Like Jesus, Paul never saw himself acting alone; he looked for others to share his ministry and continue it; that’s why we celebrate the feast of Timothy and Titus on January 26th, the day after the feast of Paul’s conversion.
Some mistakingly consider Paul the founder of the Christian faith rather than Jesus. He’s not. Yes, he’s a strong personality, as his letters and missionary journeys make clear, but his faith came from the Risen Christ, who revealed himself to him through the scriptures and heavenly signs.
The church isn’t his or Peter’s church or Apollo’s; it’s the church of Jesus Christ, the Word of God, Paul says.
Serve the church, he urges Timothy and Titus. Be “slaves of Christ,” like him they are “not to be served, but to serve.” ( Philippians 1,1)
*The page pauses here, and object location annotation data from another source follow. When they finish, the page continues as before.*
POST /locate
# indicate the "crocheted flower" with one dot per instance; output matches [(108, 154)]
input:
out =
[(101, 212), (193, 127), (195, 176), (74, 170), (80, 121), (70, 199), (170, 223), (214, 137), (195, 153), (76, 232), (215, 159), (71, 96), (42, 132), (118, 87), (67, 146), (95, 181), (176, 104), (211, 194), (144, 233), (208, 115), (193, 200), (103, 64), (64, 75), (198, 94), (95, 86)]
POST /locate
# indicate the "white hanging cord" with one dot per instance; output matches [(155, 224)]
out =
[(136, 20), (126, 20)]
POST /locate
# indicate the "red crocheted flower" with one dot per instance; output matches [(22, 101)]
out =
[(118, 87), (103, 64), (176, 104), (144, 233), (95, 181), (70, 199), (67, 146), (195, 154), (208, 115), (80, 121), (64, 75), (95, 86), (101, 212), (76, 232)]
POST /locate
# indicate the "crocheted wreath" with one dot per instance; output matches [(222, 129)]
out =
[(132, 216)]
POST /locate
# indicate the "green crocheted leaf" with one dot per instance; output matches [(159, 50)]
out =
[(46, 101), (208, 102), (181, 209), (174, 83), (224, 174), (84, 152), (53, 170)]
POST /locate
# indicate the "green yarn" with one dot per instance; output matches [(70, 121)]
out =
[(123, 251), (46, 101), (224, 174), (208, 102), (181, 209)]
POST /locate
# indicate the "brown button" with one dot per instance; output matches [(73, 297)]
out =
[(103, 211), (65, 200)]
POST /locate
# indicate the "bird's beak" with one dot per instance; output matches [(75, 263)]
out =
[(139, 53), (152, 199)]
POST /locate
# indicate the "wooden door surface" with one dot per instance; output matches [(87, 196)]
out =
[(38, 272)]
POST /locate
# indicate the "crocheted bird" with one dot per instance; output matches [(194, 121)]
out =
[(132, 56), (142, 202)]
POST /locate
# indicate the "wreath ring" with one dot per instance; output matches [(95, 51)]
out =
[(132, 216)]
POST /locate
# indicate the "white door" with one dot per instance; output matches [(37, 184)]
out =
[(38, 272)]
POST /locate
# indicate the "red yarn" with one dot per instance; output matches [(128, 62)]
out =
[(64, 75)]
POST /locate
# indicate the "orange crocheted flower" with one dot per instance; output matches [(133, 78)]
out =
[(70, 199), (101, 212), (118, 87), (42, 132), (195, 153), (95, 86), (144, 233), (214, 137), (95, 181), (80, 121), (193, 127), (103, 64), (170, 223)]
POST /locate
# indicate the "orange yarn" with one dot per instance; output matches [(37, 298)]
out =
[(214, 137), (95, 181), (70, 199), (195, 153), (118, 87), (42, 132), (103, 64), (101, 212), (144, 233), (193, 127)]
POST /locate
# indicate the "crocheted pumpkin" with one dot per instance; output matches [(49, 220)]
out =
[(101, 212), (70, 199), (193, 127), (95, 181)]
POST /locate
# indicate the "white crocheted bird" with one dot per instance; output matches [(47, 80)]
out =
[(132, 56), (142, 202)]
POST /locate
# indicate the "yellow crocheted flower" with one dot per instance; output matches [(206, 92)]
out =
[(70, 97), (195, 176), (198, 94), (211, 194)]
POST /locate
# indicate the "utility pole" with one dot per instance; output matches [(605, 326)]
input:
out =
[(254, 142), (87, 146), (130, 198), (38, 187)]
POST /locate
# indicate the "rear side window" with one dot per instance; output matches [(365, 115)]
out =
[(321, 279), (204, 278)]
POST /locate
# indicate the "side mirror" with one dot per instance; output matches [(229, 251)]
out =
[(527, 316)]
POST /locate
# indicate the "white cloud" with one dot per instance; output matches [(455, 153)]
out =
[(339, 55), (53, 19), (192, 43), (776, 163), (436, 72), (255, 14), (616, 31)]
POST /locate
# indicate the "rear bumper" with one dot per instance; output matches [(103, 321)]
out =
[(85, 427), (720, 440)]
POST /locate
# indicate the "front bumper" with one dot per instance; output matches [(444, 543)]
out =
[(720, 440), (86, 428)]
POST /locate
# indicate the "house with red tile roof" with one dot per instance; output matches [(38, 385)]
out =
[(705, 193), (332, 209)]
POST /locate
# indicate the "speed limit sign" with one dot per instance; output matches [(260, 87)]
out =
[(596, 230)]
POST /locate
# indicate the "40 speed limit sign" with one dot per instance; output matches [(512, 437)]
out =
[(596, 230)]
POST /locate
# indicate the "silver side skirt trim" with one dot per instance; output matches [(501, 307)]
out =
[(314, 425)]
Be shepherds to the whole flock in your care, Paul says. The old, the young, men and women, the sick and the well– all belong to the church. Jesus Christ came to love and care for them all. Be like Jesus to them.
Still true for ministers in the church today, isn’t it?
The church given into the care of Timothy and Titus was a church in transition. Paul and the other apostles were ending their work; the roles of bishops, priests and other ministries begin to evolve. The notes in the New American Bible–always worth reading–point to the changing nature of these offices as Timothy and Titus take on the work of Paul, now a prisoner in Rome.
Timothy and Titus were given “apostolic virtues” by God to continue the work of Paul and the other apostles, the opening prayer of their feast says. May we “merit to reach our heavenly homeland” by “living justly and devoutly in this present age.” Now it’s our turn to continue what they did: “Go into all the world, and proclaim the gospel. I am with you always, says the Lord.”
Like the two followers of Paul, we have to hold on to what we were given by the apostles and bring that gift to our world.
I see in American Bible notes that the deacons Paul refers to in I Timothy 3, 8-13 may include women as well as men. “This (deacons) seems to refer to women deacons, but may possibly mean the wives of deacons. The former is preferred because the word is used absolutely…”
Why not today? We need women in roles of leadership. I have some in mind who would fit the role very well.